Rasa malas mengurus surat resmi yang biasanya terasa, kali ini hilang. Perjalanan ke kantor Imigrasi Surabaya yang sudah berubah "budaya", benar-benar membuat bersemangat. "Lewat samping, beli formulir, isi dan selesai sudah!," kata petugas parkir. Wah, petugas parkir pun bisa menjelaskan mudahnya mengurus paspor. Sebegitu mudahkah? Tunggu dulu.
Masuk ke pintu samping, Saya langsung disambut seorang laki-laki yang entah mengapa begitu ramah. "Mau urus paspor, bisa saya bantu,.." katanya. Ya ampun, seorang calo di dalam komplek Imigrasi! So sweet,..Ah, mungkin hanya kebetulan. Saya menggeleng tanda menolak, sambil menuju ke Koperasi Imigrasi untuk membeli formulir seharga Rp.6500,-.
Di salah satu ruang tunggu imigrasi, Saya mengisi formulir itu. Di depan saya berdiri petugas keamanan imigrasi berbaju coklat muda. Aman rasanya. "Pertama kali bikin paspor ya mas? Bisa Saya bantu, Saya bukan calo, hanya ingin membantu saya," kata seorang pemuda ramah. "Kalau sama Saya urusnya, bisa empat hari sudah jadi, kalau urus sendiri, bisa seminggu,.." katanya promosi. God! Calo ini beraksi di hadapan petugas imigrasi! Tidak ada tindakan padanya..

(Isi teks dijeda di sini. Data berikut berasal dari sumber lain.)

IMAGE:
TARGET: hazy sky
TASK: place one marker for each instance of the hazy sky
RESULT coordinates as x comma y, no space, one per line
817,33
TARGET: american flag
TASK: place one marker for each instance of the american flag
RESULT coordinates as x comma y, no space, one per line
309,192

Lagi-lagi Saya menolak. Terus mengisi form kosong Perdim 11 yang ada. Usai mengisi, Saya siapkan persyaratan permohonan paspor. Ada empat kelengkapan permohonan paspor. Kartu Tanda Penduduk (KTP) yang masih berlaku, Kartu Susunan Keluarga (KSK), Akte Lahir atau ijasah dan kelengkapan penunjang. Akte Kawin, Kekerangan Kelakuan Baik, Ijin Kantor atau Perusahaan, Pertanyaan tidak bekerja hingga Surat bukti penerimaan pemberitahuan belajar di luar negeri dari Departemen Pendidikan dan Kebudayaan.
Karena Akte Kelahiran tidak ada, Saya memilih menggunakan ijasah asli sekolah tinggi tempat saya menuntut ilmu S1 di Surabaya. Singkat kata, Saya pun mengantri. Waktu berlalu, setelah 30 menit berdiri di antrian, tibalah saatnya giliran Saya. Petugas Loket VI pun menerima berkas Saya. Membolak-balik dengan serius berkas itu, untuk mengcheck kelengkapan.

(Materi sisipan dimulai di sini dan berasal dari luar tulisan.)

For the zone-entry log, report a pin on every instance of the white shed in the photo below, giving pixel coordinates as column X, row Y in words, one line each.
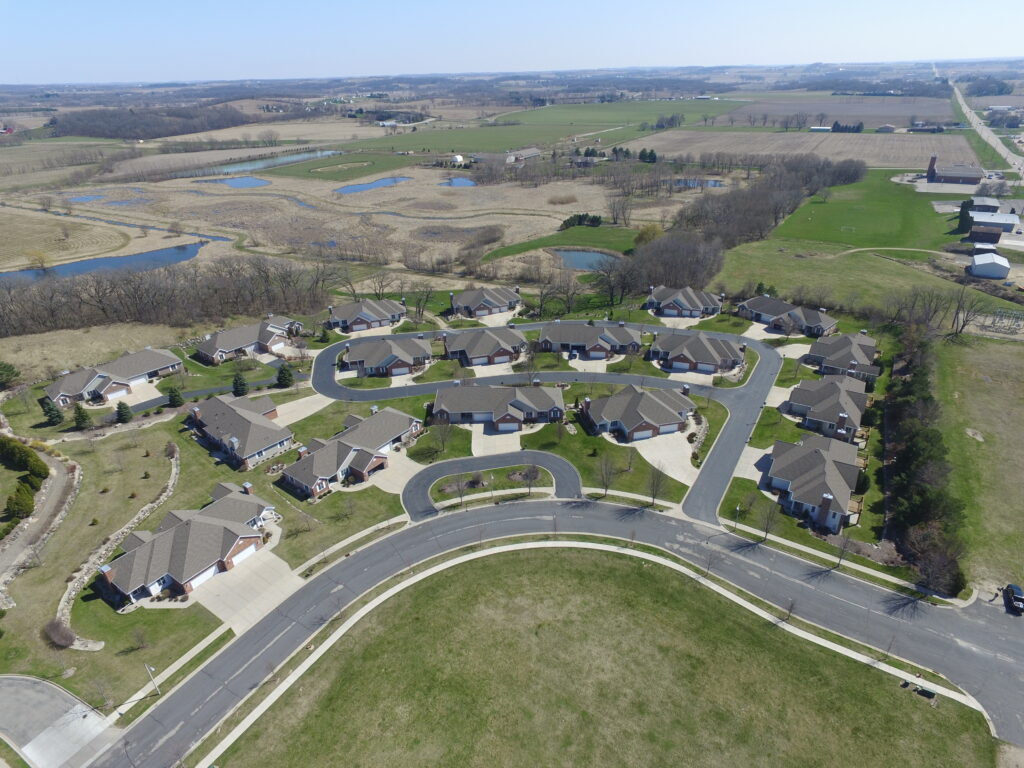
column 989, row 265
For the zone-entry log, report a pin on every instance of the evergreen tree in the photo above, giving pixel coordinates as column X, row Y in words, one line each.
column 53, row 415
column 285, row 376
column 240, row 387
column 82, row 418
column 124, row 414
column 174, row 398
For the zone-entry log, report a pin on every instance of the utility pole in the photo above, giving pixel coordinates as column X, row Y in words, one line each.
column 153, row 680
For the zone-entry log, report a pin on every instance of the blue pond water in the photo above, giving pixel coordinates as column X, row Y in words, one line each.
column 693, row 183
column 136, row 262
column 581, row 259
column 389, row 181
column 458, row 181
column 237, row 182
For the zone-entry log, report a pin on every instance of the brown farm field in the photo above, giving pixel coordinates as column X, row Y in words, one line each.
column 878, row 150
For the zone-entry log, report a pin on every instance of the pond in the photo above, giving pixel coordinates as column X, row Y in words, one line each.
column 381, row 182
column 587, row 260
column 135, row 262
column 458, row 181
column 236, row 182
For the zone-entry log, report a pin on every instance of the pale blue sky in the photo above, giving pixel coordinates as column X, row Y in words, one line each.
column 107, row 40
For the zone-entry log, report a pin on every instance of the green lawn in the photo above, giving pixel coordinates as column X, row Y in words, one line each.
column 632, row 472
column 428, row 450
column 444, row 371
column 586, row 658
column 605, row 238
column 872, row 213
column 794, row 372
column 773, row 426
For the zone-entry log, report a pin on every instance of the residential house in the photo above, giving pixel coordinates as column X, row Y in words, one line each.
column 816, row 477
column 388, row 356
column 484, row 346
column 781, row 315
column 243, row 428
column 695, row 351
column 113, row 380
column 833, row 406
column 850, row 354
column 477, row 302
column 361, row 315
column 635, row 414
column 989, row 265
column 505, row 409
column 190, row 547
column 259, row 338
column 357, row 452
column 589, row 342
column 957, row 173
column 682, row 302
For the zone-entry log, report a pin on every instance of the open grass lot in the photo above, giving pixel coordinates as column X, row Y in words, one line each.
column 872, row 213
column 572, row 658
column 980, row 384
column 632, row 471
column 604, row 238
column 878, row 150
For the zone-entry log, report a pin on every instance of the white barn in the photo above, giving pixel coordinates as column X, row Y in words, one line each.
column 989, row 265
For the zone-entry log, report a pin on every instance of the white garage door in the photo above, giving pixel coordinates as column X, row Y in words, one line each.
column 206, row 576
column 247, row 552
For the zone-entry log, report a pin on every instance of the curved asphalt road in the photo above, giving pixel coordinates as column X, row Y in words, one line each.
column 416, row 495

"Pak, ijasah Anda tidak bisa digunakan,!" kata Reta, petugas loket. "Kenapa?" tanya Saya. Asal tahu saja, ijasah saya memang bukan ijasah universitas atau sekolah tinggi negeri. "Hanya" ijasah sekolah tinggi ilmu komunikasi tertua di Indonesia Timur. Meski begitu, tetap saja ijasah itu ijasah asli yang dikeluarkan Dirjen Dikti Depdiknas. "Tapi tidak bisa, pak. Kami hanya menerima ijasah SMA atau SMP yang ada nama orang tua," katanya. Kali ini dengan sedikit menarik ujung bibirnya.
"Kenapa? Kan nama orang tua saya ada di KSK? Yang Saya bawa ini adalah ijasah asli," saya coba berargumentasi. Reta bergeming, sambil memasukkan seluruh surat-surat Saya ke dalam map. "Pak, ini sudah keputusan atasan, maaf ijazah Anda tidak bisa digunakan untuk mengurus paspor," katanya, sambil mengembalikan seluruh permohonan Saya.

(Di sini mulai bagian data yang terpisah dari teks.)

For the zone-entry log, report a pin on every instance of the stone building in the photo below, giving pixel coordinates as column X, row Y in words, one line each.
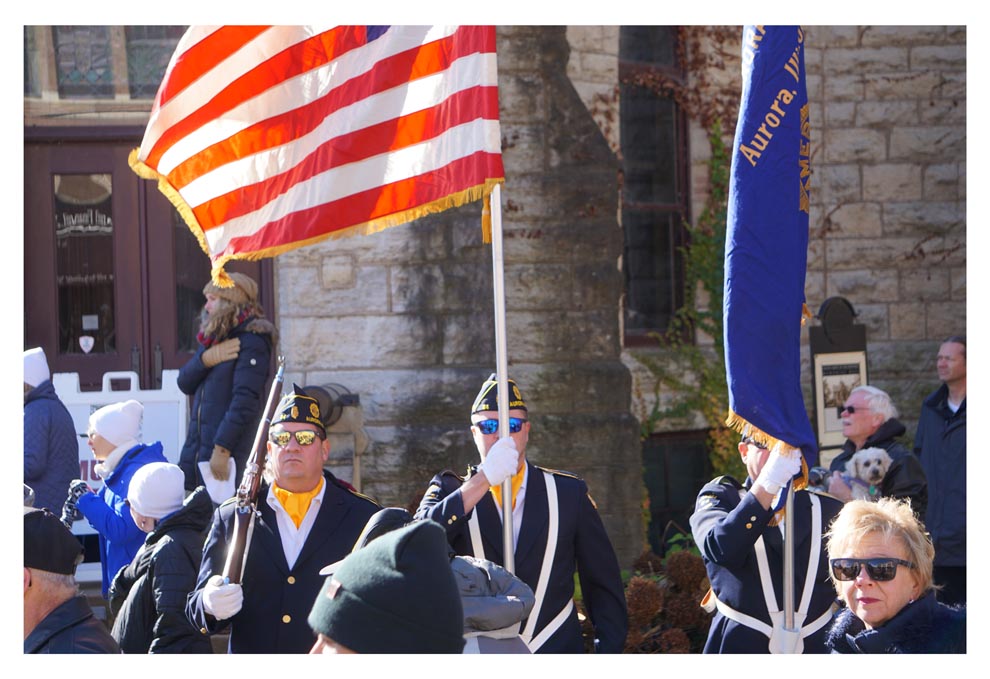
column 403, row 318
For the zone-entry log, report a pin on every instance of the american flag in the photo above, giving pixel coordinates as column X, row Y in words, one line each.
column 269, row 138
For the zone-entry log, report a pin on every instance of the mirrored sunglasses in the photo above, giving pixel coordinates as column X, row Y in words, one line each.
column 849, row 409
column 491, row 426
column 880, row 569
column 303, row 438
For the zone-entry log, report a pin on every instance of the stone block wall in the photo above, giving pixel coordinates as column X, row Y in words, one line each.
column 888, row 225
column 403, row 318
column 888, row 218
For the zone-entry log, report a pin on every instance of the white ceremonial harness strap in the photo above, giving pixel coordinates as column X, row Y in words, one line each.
column 777, row 634
column 553, row 527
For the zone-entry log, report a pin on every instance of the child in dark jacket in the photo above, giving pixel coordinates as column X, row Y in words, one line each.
column 148, row 597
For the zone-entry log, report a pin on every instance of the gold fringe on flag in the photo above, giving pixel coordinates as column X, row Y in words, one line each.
column 222, row 279
column 744, row 428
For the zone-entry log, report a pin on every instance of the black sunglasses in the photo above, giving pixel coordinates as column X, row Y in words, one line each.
column 880, row 569
column 491, row 426
column 303, row 438
column 849, row 409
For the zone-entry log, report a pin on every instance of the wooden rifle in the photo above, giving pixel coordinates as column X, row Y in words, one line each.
column 247, row 492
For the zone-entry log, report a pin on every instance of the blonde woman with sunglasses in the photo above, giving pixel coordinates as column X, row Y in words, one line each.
column 880, row 561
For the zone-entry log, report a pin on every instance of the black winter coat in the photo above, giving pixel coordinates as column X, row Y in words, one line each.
column 940, row 444
column 51, row 447
column 149, row 595
column 925, row 626
column 905, row 478
column 228, row 399
column 71, row 628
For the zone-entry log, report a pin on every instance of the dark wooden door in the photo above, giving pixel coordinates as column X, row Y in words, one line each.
column 112, row 276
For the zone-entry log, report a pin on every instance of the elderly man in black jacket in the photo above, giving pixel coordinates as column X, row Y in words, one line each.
column 869, row 420
column 57, row 618
column 940, row 444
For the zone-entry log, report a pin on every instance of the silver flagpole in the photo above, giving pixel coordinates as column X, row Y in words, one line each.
column 789, row 558
column 502, row 370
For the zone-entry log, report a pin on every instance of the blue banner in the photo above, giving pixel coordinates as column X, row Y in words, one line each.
column 766, row 243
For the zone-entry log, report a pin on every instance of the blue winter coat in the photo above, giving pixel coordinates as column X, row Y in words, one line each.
column 120, row 538
column 227, row 400
column 51, row 447
column 940, row 444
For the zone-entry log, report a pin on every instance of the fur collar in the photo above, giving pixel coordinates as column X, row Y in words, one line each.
column 924, row 626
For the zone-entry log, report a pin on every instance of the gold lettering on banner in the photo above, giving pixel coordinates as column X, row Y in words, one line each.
column 761, row 139
column 804, row 161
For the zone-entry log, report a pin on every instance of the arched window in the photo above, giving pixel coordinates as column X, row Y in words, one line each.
column 654, row 188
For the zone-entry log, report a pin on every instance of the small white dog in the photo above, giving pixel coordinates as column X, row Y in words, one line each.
column 865, row 470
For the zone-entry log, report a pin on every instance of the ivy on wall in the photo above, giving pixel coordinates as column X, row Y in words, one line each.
column 694, row 373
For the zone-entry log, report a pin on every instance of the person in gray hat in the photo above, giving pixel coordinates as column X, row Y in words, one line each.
column 57, row 618
column 396, row 595
column 51, row 448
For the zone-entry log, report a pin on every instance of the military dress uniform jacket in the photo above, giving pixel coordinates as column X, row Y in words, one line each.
column 940, row 444
column 726, row 527
column 277, row 599
column 581, row 542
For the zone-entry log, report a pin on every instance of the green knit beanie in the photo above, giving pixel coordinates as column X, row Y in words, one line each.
column 396, row 595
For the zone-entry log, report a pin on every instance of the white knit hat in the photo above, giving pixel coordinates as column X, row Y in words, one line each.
column 157, row 489
column 118, row 423
column 35, row 367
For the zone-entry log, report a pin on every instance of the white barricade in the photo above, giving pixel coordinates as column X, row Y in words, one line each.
column 165, row 418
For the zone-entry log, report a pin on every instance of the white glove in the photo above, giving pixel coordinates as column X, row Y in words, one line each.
column 220, row 600
column 501, row 462
column 778, row 470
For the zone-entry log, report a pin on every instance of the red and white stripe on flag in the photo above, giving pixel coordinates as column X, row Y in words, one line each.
column 269, row 138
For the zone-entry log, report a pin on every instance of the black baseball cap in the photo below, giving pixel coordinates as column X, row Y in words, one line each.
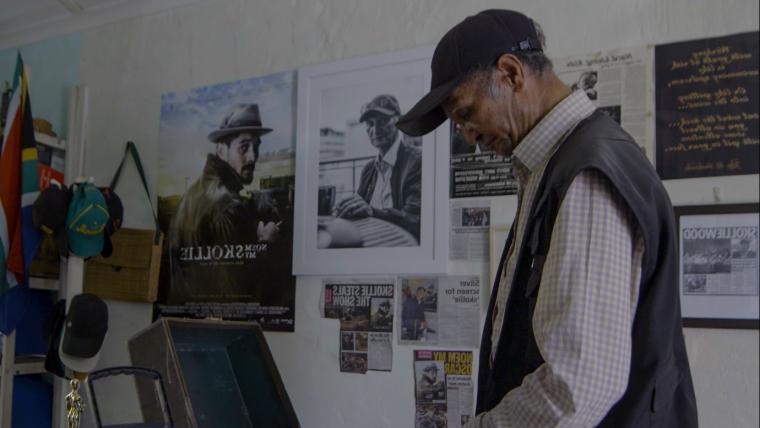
column 84, row 331
column 476, row 42
column 49, row 214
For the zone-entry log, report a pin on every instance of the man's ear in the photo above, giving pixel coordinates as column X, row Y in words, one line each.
column 511, row 71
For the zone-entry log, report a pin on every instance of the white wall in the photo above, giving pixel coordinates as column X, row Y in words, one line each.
column 128, row 65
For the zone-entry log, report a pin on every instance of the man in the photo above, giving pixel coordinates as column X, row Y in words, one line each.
column 431, row 387
column 217, row 210
column 389, row 187
column 584, row 324
column 383, row 316
column 413, row 321
column 587, row 82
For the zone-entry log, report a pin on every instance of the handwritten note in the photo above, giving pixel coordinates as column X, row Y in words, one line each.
column 707, row 107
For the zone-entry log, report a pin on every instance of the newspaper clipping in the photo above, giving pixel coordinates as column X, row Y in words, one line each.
column 365, row 311
column 617, row 82
column 443, row 388
column 470, row 222
column 440, row 310
column 719, row 258
column 477, row 171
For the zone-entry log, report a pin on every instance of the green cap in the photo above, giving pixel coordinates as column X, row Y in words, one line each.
column 86, row 220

Saya tetap tidak bisa terima. Kalau memang harus ijasah SMA atau SMP atau yang ada nama orang tua, mengapa tidak disebutkan dari awal. Bahkan, bila kita buka website Imigrasi Surabaya, tepatnya di kolom SPRI, maka akan tampak tidak adanya persyaratan yang dikatakan Reta. Di sebutkan dalam situs itu persyarakat permohonan paspor RI hanya Keterangan Identitas Diri, berupa Bukti domisili yang ditunjukkan dengan Kartu Tanda Penduduk (KTP), atau Resi Kartu Tanda Penduduk. Dilengkapi dengan Kartu Keluarga (KK) bagi daerah yang telah mengeluarkan KK, atau keterangan bertempat tinggal dari Kecamatan.
Bagi WNI yang bertempat tinggal di luar wilayah Indonesia (Penduduk Luar Negeri), berupa Tanda Penduduk negara setempat atau bukti/petunjuk/keterangan ijin yang menunjukkan bahwa pemohon bertempat tinggal di negara tersebut. Bukti Identitas Diri, pun hanya berupa Akte kelahiran atau Akte perkawinan/Surat nikah atau Ijasah atau Surat baptis. Lalu apa yang salah?
Yang salah adalah dugaan awal Saya. Imigrasi sepertinya belum berubah,..capek dech!
whehehehe... klo capek, apa perlu dipijeti?
BalasHapusWah, kalo ternyata utk ke luar negri harus pakai ijazah SMP atau SMA krn ada nama ortu, lalu gimana para dosen PT yang belajar ke luar negri.
Apa mereka juga pake ijazah SMP atau SMA dalam lampiran permohonan paspor ya?